# ACF Apprenticeship or Culinary School



## tyler howell (Apr 14, 2016)

I really just want to be a good chef. I want to learn everything about it all, and I want to be good at it. If I don't really need to go into debt to be a chef then honestly it seems that an apprenticeship (3 years) would be a great thing. Can anyone weigh in on this?


----------



## airforcechef (Feb 23, 2017)

[thread="75783"]Did Or Did You Not Go To Culinary School Was It Worth It [/thread]
I know this is an old post, but if you're still around, the previous is really good thread discussing that very same question.


----------



## nicko (Oct 5, 2001)

@Tyler Howell Few things.

Do not go into to debt to become a chef.

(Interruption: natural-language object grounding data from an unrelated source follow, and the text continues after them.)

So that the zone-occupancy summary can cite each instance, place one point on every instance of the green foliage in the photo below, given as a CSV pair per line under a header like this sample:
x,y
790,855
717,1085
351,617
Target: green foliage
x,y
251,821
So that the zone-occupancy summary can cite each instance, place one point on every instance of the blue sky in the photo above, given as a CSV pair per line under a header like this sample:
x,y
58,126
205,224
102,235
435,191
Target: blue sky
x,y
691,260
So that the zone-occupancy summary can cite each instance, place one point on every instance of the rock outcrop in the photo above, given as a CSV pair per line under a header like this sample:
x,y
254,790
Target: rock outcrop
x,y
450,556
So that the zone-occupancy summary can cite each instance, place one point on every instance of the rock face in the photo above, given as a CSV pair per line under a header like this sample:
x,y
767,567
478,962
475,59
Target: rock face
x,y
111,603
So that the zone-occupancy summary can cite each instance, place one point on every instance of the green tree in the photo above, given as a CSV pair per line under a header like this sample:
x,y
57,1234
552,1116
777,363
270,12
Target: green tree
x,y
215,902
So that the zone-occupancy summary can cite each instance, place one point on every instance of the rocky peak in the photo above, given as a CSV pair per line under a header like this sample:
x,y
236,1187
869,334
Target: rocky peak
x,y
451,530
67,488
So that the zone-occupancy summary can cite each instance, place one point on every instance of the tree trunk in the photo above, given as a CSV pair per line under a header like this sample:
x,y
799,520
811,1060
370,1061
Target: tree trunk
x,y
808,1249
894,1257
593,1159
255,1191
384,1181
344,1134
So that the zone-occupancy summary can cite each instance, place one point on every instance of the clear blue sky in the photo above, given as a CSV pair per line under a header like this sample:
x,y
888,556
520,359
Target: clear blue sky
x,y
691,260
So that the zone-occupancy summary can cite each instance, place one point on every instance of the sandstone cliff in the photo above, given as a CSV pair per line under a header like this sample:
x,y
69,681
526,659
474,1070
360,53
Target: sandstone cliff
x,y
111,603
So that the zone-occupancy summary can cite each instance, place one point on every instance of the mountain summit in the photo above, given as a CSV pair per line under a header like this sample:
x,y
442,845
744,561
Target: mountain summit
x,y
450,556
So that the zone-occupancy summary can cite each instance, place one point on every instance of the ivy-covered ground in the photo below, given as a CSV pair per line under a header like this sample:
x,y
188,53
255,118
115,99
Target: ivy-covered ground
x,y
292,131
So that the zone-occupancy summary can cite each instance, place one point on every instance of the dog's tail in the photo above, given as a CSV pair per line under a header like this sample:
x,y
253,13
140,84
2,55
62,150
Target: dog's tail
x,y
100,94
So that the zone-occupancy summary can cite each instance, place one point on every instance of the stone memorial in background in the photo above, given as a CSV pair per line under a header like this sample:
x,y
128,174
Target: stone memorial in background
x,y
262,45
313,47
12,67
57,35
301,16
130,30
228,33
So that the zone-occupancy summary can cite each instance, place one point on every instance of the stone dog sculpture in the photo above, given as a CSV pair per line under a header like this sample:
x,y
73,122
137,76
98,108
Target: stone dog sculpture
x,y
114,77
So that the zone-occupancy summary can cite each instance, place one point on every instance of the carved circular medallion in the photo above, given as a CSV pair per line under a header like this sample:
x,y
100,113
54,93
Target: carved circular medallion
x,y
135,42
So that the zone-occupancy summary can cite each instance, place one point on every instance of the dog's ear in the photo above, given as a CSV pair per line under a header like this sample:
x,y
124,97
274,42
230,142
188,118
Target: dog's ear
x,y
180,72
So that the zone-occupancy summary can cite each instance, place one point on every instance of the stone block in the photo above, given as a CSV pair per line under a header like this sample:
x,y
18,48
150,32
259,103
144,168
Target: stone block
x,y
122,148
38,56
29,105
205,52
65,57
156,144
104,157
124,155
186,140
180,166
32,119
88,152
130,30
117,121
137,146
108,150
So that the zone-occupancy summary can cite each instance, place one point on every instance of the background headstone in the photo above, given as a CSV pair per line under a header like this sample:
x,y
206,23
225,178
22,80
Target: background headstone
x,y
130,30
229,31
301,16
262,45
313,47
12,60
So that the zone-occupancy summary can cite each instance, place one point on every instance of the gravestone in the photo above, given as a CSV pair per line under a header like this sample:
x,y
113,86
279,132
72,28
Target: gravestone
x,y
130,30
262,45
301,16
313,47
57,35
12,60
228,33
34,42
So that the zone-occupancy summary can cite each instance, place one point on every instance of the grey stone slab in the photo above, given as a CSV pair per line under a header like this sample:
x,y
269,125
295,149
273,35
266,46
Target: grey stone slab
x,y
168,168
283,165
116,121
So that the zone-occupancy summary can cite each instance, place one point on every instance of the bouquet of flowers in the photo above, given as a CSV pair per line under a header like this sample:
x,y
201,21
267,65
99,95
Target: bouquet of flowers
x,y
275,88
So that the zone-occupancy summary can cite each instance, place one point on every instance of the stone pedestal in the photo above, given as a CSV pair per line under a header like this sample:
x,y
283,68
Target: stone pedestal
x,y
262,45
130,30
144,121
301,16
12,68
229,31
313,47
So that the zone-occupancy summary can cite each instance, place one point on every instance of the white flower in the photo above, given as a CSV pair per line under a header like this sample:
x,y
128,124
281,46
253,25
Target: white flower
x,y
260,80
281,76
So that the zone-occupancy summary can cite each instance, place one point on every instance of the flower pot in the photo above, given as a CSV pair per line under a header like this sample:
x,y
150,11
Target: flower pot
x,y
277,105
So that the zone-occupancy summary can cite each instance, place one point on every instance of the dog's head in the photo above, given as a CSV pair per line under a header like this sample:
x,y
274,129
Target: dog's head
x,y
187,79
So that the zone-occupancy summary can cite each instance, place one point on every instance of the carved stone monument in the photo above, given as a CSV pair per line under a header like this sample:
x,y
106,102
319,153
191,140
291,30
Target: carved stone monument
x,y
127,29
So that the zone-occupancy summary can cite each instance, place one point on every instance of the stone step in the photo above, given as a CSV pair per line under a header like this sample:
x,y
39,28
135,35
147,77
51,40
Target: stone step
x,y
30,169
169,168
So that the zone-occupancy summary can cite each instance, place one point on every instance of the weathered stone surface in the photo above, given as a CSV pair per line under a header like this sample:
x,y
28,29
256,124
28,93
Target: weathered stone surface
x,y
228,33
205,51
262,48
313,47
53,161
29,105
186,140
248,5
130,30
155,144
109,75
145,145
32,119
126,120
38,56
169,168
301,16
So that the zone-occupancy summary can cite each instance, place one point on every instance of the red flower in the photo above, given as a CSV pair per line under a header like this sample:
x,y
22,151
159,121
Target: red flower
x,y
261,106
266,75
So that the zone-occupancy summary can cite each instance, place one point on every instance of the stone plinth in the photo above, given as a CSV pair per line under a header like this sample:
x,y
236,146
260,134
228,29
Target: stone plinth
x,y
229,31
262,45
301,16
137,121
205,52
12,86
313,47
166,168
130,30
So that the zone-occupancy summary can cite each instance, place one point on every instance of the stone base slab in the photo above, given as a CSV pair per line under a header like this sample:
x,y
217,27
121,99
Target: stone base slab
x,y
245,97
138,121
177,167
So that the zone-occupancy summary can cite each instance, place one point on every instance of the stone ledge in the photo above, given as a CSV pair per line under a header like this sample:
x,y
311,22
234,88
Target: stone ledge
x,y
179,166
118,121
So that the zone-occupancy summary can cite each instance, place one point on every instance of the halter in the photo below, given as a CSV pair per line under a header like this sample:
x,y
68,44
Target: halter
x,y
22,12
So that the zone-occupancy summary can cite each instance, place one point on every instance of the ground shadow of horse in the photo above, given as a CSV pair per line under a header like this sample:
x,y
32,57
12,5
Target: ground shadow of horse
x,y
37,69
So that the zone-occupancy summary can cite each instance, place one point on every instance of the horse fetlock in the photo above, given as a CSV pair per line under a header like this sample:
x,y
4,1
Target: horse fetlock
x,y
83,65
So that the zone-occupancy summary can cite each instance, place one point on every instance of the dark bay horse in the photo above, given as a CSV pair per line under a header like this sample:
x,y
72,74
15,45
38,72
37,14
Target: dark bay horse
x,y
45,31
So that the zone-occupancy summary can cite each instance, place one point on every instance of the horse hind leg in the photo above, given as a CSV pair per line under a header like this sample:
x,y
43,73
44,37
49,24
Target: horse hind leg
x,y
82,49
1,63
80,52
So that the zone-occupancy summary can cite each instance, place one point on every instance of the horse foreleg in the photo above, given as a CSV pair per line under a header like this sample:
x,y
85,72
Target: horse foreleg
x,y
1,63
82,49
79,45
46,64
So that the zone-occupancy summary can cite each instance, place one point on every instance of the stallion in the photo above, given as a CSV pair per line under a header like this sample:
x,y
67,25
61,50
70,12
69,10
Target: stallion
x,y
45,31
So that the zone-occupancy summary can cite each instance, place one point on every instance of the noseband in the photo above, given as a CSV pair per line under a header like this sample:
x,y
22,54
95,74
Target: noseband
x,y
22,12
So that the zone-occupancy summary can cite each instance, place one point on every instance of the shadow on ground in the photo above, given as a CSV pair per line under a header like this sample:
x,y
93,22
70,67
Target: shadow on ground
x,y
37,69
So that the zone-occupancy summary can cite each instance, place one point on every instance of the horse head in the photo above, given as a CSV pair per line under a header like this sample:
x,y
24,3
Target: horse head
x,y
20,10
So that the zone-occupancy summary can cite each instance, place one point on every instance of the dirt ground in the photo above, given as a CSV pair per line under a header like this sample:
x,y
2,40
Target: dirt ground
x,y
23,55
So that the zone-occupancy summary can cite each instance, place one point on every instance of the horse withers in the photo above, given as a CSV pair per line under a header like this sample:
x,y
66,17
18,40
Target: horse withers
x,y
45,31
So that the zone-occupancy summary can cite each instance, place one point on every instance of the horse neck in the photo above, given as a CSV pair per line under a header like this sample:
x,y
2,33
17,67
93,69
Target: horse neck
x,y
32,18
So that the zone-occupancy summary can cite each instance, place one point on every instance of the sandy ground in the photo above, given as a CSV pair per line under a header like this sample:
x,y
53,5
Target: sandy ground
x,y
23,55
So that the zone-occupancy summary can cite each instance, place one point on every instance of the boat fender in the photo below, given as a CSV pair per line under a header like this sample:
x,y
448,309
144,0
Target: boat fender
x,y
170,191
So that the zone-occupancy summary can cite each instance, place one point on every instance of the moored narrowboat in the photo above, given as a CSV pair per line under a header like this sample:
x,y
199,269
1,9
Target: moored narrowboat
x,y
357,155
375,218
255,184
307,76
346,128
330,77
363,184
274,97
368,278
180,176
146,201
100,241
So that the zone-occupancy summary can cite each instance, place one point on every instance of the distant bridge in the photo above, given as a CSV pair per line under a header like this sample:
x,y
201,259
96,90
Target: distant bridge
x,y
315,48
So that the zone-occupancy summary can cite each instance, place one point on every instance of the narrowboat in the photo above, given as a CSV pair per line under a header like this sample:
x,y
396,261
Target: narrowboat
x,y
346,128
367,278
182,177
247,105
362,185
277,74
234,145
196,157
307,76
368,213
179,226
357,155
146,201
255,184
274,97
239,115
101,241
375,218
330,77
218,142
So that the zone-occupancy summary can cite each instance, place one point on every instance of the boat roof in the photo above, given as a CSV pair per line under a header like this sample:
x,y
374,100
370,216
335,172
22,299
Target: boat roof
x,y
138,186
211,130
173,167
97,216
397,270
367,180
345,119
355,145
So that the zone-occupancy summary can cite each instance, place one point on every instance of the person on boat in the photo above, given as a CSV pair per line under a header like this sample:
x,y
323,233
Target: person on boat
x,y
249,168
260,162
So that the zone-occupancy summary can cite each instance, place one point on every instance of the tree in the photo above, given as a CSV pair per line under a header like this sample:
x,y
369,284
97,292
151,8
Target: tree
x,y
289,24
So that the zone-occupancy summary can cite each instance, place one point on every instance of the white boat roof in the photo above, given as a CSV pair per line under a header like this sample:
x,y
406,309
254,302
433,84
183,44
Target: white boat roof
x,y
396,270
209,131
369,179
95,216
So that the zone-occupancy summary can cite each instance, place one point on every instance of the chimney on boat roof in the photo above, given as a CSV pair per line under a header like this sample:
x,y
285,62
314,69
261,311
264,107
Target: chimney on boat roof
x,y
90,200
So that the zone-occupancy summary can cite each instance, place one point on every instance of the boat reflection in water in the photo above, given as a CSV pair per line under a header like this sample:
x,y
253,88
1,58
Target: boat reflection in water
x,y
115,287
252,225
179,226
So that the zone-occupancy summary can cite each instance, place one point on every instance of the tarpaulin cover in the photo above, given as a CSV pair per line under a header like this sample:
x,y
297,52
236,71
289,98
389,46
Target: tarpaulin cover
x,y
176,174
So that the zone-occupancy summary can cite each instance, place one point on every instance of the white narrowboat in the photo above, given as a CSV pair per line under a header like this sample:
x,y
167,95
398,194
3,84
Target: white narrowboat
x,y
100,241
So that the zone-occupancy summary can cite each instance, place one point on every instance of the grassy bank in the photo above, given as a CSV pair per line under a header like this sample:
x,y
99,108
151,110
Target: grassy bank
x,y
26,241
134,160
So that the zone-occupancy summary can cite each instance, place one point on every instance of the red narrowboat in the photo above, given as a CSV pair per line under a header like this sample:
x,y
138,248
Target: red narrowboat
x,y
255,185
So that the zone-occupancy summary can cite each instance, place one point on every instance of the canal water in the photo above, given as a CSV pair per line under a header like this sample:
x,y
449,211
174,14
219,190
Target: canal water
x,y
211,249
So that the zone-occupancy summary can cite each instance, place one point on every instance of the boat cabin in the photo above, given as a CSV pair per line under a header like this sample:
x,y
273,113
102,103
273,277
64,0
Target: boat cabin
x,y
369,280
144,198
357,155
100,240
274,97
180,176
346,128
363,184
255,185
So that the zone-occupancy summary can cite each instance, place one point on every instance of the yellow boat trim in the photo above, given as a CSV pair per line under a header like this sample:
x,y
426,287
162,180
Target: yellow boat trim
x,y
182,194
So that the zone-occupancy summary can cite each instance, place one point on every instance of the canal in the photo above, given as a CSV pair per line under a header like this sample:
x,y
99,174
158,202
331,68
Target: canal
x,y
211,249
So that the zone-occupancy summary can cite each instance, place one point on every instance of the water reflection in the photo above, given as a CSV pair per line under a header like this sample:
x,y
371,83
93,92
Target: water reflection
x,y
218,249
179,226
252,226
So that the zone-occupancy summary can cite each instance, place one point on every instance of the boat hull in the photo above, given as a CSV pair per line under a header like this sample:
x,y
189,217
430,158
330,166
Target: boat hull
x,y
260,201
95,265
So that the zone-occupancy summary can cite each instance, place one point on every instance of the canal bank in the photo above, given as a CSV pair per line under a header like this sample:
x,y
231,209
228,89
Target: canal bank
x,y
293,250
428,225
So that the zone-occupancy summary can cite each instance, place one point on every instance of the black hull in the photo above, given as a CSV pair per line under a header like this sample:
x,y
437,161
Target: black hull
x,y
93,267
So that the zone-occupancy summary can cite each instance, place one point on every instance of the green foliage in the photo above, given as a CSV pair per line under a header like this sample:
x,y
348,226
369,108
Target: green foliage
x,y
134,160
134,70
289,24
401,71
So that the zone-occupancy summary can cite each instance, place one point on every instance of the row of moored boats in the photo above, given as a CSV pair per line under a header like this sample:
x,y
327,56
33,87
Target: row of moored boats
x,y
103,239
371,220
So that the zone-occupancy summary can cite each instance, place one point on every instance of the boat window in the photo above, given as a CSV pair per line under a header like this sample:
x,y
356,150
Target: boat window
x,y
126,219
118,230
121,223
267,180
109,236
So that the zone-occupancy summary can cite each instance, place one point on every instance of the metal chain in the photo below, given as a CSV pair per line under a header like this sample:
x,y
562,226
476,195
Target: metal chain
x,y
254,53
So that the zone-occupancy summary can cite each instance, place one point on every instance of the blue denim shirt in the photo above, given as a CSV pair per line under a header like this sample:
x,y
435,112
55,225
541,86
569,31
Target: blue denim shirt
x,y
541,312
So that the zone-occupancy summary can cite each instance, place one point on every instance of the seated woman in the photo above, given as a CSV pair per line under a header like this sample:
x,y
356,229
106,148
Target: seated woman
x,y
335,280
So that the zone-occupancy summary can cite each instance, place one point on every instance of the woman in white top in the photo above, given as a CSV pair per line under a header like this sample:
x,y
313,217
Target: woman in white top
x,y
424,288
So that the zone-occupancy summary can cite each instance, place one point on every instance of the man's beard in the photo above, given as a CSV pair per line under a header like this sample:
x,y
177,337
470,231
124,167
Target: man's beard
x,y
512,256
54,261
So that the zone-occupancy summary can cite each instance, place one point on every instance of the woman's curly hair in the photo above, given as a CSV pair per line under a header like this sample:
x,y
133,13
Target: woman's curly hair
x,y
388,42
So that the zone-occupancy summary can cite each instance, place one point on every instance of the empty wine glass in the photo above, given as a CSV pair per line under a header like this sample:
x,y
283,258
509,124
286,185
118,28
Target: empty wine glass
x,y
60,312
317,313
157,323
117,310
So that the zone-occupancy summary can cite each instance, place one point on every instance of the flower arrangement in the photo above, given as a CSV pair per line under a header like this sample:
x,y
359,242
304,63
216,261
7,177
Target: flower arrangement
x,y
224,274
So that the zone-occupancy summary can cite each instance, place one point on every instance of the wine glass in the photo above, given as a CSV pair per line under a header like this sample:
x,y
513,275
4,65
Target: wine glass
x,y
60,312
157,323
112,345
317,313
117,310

It is a skill that you can learn by working for a great chef who is willing to mentor you. Classes on costing and things like that you can take a local community college. You can also ask your chef to teach you these things. Most chefs love to share knowledge.
Read, read, read. Most of the top chefs I worked for did not go to culinary school they just worked for years for great chefs.
Remember there is a world of difference between "I love to cook" and "I love to cook professionally". The professional cook is often at work, misses out on family events, misses out on weekends and nights. It is a tough gig that requires serious dedication.
My advice go for the apprenticeship.


----------